Skillv1.0.5

ClawScan security

Bit URL Shortener · ClawHub's context-aware review of the artifact, metadata, and declared behavior.

Scanner verdict

BenignMar 15, 2026, 6:52 AM

Verdict: Benign
Confidence: high
Model: gpt-5-mini
Summary: The skill is a documentation-only helper for the bit CLI and its declared requirements and install method are generally consistent with that purpose, with only minor mismatches in declared environment variables and required binaries.
Guidance: This skill is documentation-only for a CLI named 'bit' and is largely coherent, but check a few things before you install or use it: - Inspect the upstream repository (github.com/ParinLL/bit-cli) yourself before building. The SKILL.md even recommends reviewing the repo first. - The docs mention an optional BIT_API_URL (default http://localhost:4000) but the skill metadata only declares BIT_API_KEY — be aware of this mismatch and set BIT_API_URL explicitly if you need a remote service. - Building and installing to /usr/local/bin uses sudo (administrator privileges). Prefer installing to a user-local bin (~/bin) or use 'go install' into your Go bin directory if you want to avoid running commands as root. - Treat BIT_API_KEY like any secret: do not store it in shared scripts or commit it to source control; consider least-privilege API keys and rotation. - Verify the Go module and GitHub owner are trustworthy before running 'go build' or 'go install'. If you cannot verify the source, consider obtaining a prebuilt binary from a trusted release channel or avoiding installation. Given these checks, the skill appears to do what it claims and does not contain instructions that access unrelated credentials or system areas.

Review Dimensions

Purpose & Capability: okName/description (Bit URL Shortener / bit-cli docs) align with the declared needs: a 'bit' binary and an API key. The declared Go install module (github.com/ParinLL/bit-cli) and the listed binaries (bit, go, git) are appropriate for building and using a CLI.
Instruction Scope: noteSKILL.md is documentation-only and instructs building from GitHub, setting BIT_API_KEY, and optionally BIT_API_URL. It does not request access to unrelated files or secrets.
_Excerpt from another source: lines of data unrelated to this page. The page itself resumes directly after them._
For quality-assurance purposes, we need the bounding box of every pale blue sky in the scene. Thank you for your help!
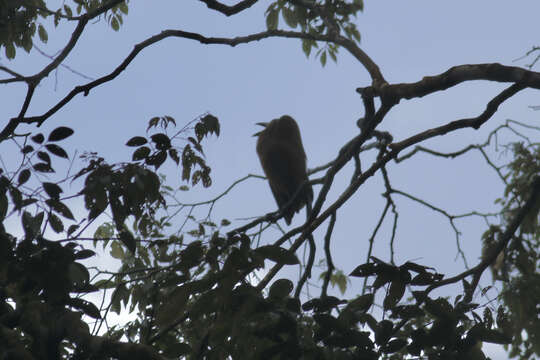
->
[0,0,540,359]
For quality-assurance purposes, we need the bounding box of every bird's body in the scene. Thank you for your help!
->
[255,115,313,225]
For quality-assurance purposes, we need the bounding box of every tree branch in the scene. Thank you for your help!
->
[199,0,258,16]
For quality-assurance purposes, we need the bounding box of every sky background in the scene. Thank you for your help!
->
[0,0,540,359]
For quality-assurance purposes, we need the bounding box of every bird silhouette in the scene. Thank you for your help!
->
[253,115,313,225]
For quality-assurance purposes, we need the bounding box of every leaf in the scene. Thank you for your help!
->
[268,279,294,299]
[37,24,49,43]
[344,293,375,312]
[68,262,90,287]
[255,245,300,265]
[5,42,17,60]
[266,9,279,30]
[32,163,54,172]
[126,136,148,146]
[163,342,192,359]
[17,169,31,186]
[0,192,8,222]
[45,199,75,220]
[131,146,150,161]
[319,51,326,67]
[375,320,394,346]
[118,2,128,15]
[69,298,101,319]
[47,126,74,141]
[111,17,120,31]
[21,145,34,154]
[30,133,45,144]
[383,280,406,310]
[349,263,377,277]
[64,5,73,17]
[49,213,64,233]
[111,241,125,260]
[118,229,137,254]
[67,225,79,236]
[169,148,180,165]
[382,339,408,354]
[281,7,298,28]
[156,286,190,326]
[38,151,51,165]
[150,133,171,150]
[75,249,96,260]
[302,39,312,58]
[45,144,68,159]
[42,182,63,200]
[201,114,220,136]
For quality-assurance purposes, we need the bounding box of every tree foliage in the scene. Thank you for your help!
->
[0,0,540,359]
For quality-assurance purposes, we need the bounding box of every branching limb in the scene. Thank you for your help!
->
[425,177,540,302]
[199,0,258,16]
[321,213,336,297]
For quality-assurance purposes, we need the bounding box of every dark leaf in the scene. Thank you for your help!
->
[383,280,406,310]
[169,148,180,165]
[75,249,96,260]
[132,146,150,161]
[375,320,394,346]
[199,114,220,136]
[38,151,51,165]
[163,342,192,359]
[45,199,75,220]
[47,126,74,141]
[382,339,408,354]
[21,145,34,154]
[32,163,54,172]
[150,133,171,150]
[255,245,300,265]
[30,133,45,144]
[349,263,377,277]
[118,229,137,254]
[45,144,69,159]
[344,294,375,312]
[42,182,63,200]
[68,298,101,319]
[68,225,79,236]
[17,169,30,186]
[269,279,294,299]
[126,136,148,146]
[68,262,90,287]
[156,286,190,326]
[49,213,64,233]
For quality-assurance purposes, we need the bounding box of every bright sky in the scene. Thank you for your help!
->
[0,0,540,359]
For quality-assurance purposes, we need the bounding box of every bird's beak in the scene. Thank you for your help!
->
[253,123,268,136]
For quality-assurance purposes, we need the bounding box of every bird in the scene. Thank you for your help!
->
[253,115,313,225]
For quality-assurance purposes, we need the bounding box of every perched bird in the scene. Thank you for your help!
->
[253,115,313,225]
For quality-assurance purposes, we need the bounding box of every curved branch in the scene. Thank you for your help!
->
[199,0,258,16]
[380,63,540,99]
[16,30,340,126]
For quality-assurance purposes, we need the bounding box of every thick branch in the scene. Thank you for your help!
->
[390,83,524,149]
[425,176,540,301]
[16,30,338,126]
[376,63,540,99]
[199,0,257,16]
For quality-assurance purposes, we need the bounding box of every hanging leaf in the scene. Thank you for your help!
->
[17,169,31,186]
[45,144,68,159]
[43,182,63,200]
[38,151,51,165]
[47,126,74,141]
[126,136,148,146]
[30,133,45,144]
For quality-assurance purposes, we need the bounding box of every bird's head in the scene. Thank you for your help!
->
[253,115,300,138]
[253,122,270,136]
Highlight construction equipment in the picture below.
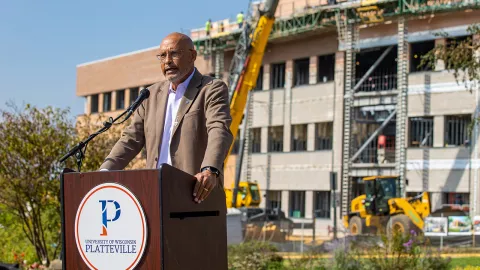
[343,176,430,235]
[224,0,279,207]
[224,181,262,208]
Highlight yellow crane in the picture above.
[224,0,279,207]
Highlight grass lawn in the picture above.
[278,255,480,269]
[450,257,480,269]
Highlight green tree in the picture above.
[0,104,144,264]
[420,24,480,91]
[0,104,75,263]
[74,114,145,171]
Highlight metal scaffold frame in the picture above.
[337,14,408,216]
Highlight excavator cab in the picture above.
[237,182,261,207]
[225,181,262,208]
[363,176,400,216]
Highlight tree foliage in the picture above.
[0,104,142,264]
[420,24,480,91]
[0,105,75,262]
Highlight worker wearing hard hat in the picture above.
[237,11,244,28]
[205,19,212,36]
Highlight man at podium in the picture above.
[100,33,233,203]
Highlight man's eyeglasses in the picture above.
[157,49,193,63]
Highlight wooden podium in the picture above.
[60,165,228,270]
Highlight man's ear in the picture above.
[192,50,197,62]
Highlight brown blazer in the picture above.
[100,68,233,184]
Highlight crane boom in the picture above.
[225,0,279,165]
[224,0,279,207]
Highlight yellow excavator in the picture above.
[224,0,279,208]
[224,181,262,208]
[343,176,431,235]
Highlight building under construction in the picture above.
[77,0,480,235]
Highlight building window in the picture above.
[445,115,471,146]
[292,124,307,151]
[313,191,330,218]
[354,45,397,92]
[317,54,335,83]
[410,117,433,147]
[270,63,285,89]
[253,66,263,91]
[130,87,138,105]
[90,94,98,113]
[410,40,435,72]
[268,126,283,152]
[250,128,262,153]
[289,191,305,218]
[293,58,310,86]
[315,122,333,150]
[116,90,125,110]
[443,192,470,205]
[103,93,112,112]
[267,190,282,209]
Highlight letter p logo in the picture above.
[98,200,122,236]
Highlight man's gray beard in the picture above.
[167,74,185,83]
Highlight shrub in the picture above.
[228,242,283,270]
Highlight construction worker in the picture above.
[205,19,212,36]
[219,21,225,33]
[237,11,243,28]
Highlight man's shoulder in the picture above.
[148,80,169,94]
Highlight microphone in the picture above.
[127,88,150,116]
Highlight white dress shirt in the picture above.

Minor issue: BIT_API_URL is described as an optional env var in the docs but is not listed in the skill's declared required env variables (metadata only lists BIT_API_KEY).
Install Mechanism: okInstall uses the Go module path (go build/go install) and the repo on GitHub; this is a normal public source install path. No downloads from untrusted/personal IPs or archive extracts are present. The SKILL.md also suggests building from source and reviewing the repo first.
Credentials: noteOnly BIT_API_KEY is declared as required and is appropriate for an API client. The documentation mentions an optional BIT_API_URL but that variable is not listed in the metadata fields; this mismatch should be corrected. The skill metadata also requires 'sudo' as a binary, which is not strictly necessary for using the CLI (only for moving a built binary into /usr/local/bin during installation) — note the elevated privilege implied by that install step.
Persistence & Privilege: okThe skill does not request always: true or any persistent elevated privileges. It is user-invocable and allows autonomous model invocation (platform default), which is expected for a skill. There is no indication it tries to modify other skills or system-wide settings.